I hope that explains the principle, both for newbies, and for those of us who forgot what we already knew.
I know, global negative feedback fixes a multitude of 'sins' (distortions, frequency response, damping, etc.) that are inside the negative feedback loop.
Just one approach to design. There are other approaches.
Last edited:
i would rather keep it simple, but this Radford is too elegant to simply ignore....
i would like to find out if it keeps its promises, of course the quality of the irons and the stiffness of the psu counts big too...
i am building it too. pentode provide a lot of gain since this pentode will cathode couple the signal to the cathode of the triode section, it makes sense that this pentode have lots of gains and low cathode output impedance too...
plate load resistors and cathode currents determine gains, but the plate voltages determine output swings...
i think the beauty of this is the non use of sand in the implementations...
my limited experience with sand is that reliability is not that high, for the measly gains achieved, i would rather go all out tubes in the amplification department..
Attachments
Last edited:
yes, but does not guarantee equal plate voltages, and so unequal plate voltages produce unequal output swings
the plate load resistors determine the voltage gain, but the plate voltages determines ac output swings....
If you have a dual triode (not of the mixed triodes, like a 12AX7 and 12AU7 in the same envelope), and you use Either a very high resistance cathode resistor going to -150V, or use a real CCS, and if the plate loads are equal, not only the signal amplitudes will be equal, the plate voltages will be quite close together. If not, purchase a properly manufactured and match tested tube.
I have never seen such a circuit like that has a large difference in DC plate voltage, that gets in the way of the signal voltage swing.

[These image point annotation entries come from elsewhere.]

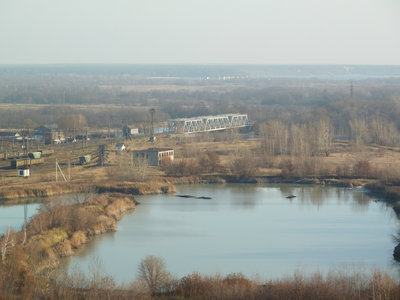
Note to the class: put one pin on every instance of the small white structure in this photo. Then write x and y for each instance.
(154, 156)
(23, 172)
(120, 147)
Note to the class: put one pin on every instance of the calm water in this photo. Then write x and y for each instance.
(251, 229)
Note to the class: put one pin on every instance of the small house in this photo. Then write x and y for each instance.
(48, 135)
(129, 131)
(23, 172)
(120, 147)
(154, 156)
(10, 136)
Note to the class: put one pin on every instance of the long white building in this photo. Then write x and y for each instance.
(207, 123)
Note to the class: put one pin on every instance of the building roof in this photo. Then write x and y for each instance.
(155, 150)
(8, 133)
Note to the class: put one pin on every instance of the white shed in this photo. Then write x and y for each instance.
(23, 172)
(120, 147)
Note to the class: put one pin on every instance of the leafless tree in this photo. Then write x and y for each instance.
(153, 272)
(7, 242)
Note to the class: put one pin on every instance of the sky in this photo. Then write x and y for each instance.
(200, 31)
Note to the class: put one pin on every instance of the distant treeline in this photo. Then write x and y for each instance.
(354, 108)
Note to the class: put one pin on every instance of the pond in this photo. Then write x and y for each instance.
(253, 229)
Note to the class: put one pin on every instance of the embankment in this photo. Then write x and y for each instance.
(19, 193)
(58, 230)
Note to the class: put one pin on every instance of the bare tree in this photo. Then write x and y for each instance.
(7, 242)
(153, 272)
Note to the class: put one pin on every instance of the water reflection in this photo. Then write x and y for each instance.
(252, 229)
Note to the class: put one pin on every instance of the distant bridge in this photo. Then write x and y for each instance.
(207, 123)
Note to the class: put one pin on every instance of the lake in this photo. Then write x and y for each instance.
(253, 229)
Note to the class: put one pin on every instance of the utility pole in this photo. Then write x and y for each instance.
(152, 137)
(351, 90)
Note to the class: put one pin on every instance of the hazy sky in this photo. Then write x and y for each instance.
(200, 31)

That indicates either a badly balanced dual triode, or indicates that the design is cutting it too close.
The most direct solution is often the easiest one, and often gives the best results.

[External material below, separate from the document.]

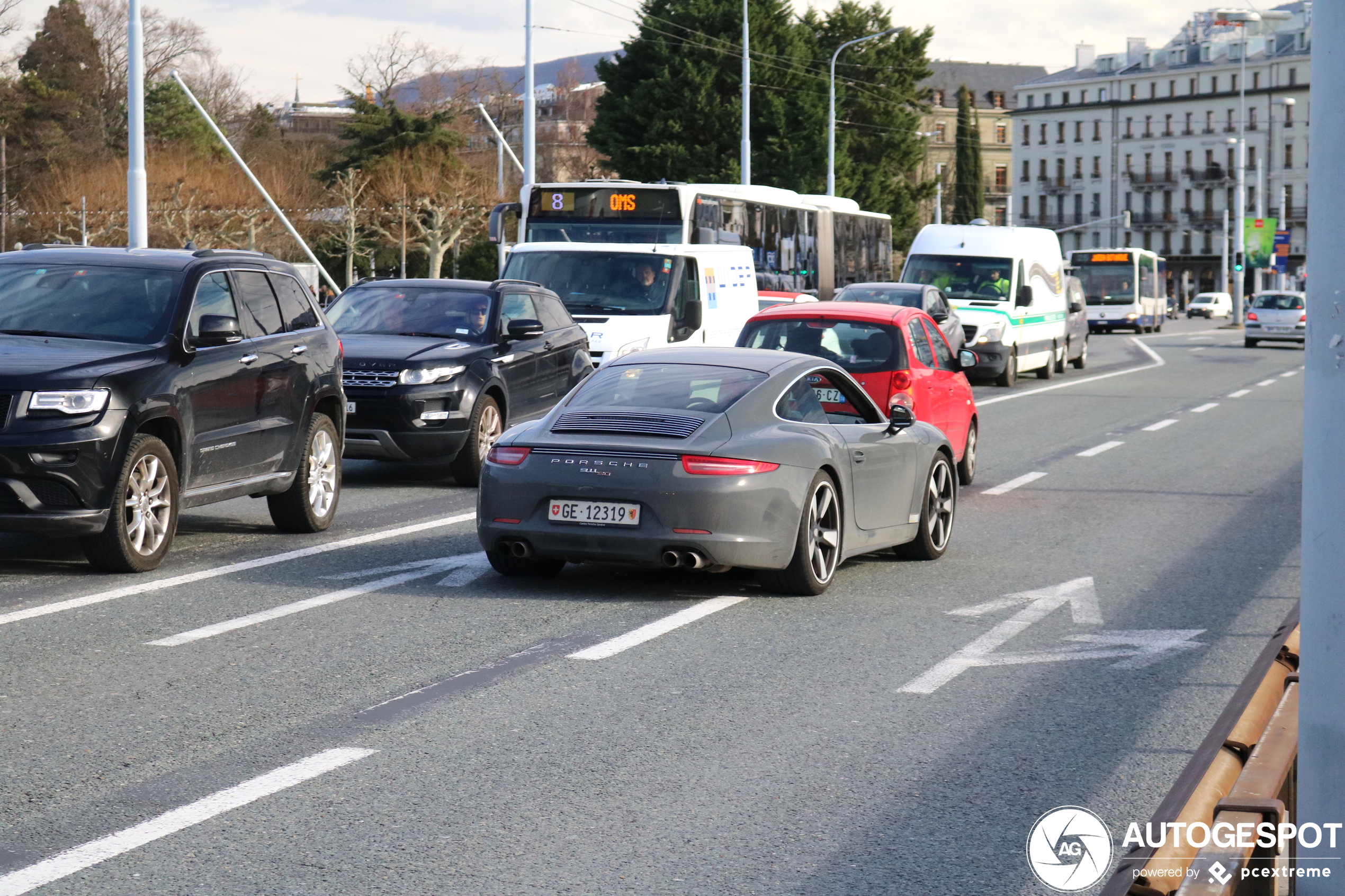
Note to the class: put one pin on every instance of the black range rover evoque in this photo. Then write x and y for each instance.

If there is not enough output swing from a dual triode LTP or CCS phase splitter, then design it with different quiescent conditions, such as more negative bias voltage, more B+, higher plate load resistance, etc. You will get more signal swing from the plates.
If that does not work, then find another tube type number of a dual triode that is more suited for the task at hand.
Question:
Would you use two badly matched carburetors for your Datsun 240Z?
Just my opinions and my experience
I have never seen such a circuit like that has a large difference in DC plate voltage, that gets in the way of the signal voltage swing.
That indicates either a badly balanced dual triode, or indicates that the design is cutting it too close.
The most direct solution is often the easiest one, and often gives the best results.
If there is not enough output swing from a dual triode LTP or CCS phase splitter, then design it with different quiescent conditions, such as more negative bias voltage, more B+, higher plate load resistance, etc. You will get more signal swing from the plates.
If that does not work, then find another tube type number of a dual triode that is more suited for the task at hand.
Question:
Would you use two badly matched carburetors for your Datsun 240Z?
Just my opinions and my experience
Old Hector,
Some dual triode tube manufacturers have had bad tolerance control (that is an art and a science).
Suppose Datsun hired a contractor that had bad tolerance control when they made carburetors?
Tweaking adjustments and new needles might not fix that.
At least we can get to many things on a carburetor, but you can not fix a dual triode (do you have a vacuum pump, RF heater, glass working facility, etc.?).
Some dual triode tube manufacturers have had bad tolerance control (that is an art and a science).
Suppose Datsun hired a contractor that had bad tolerance control when they made carburetors?
Tweaking adjustments and new needles might not fix that.
At least we can get to many things on a carburetor, but you can not fix a dual triode (do you have a vacuum pump, RF heater, glass working facility, etc.?).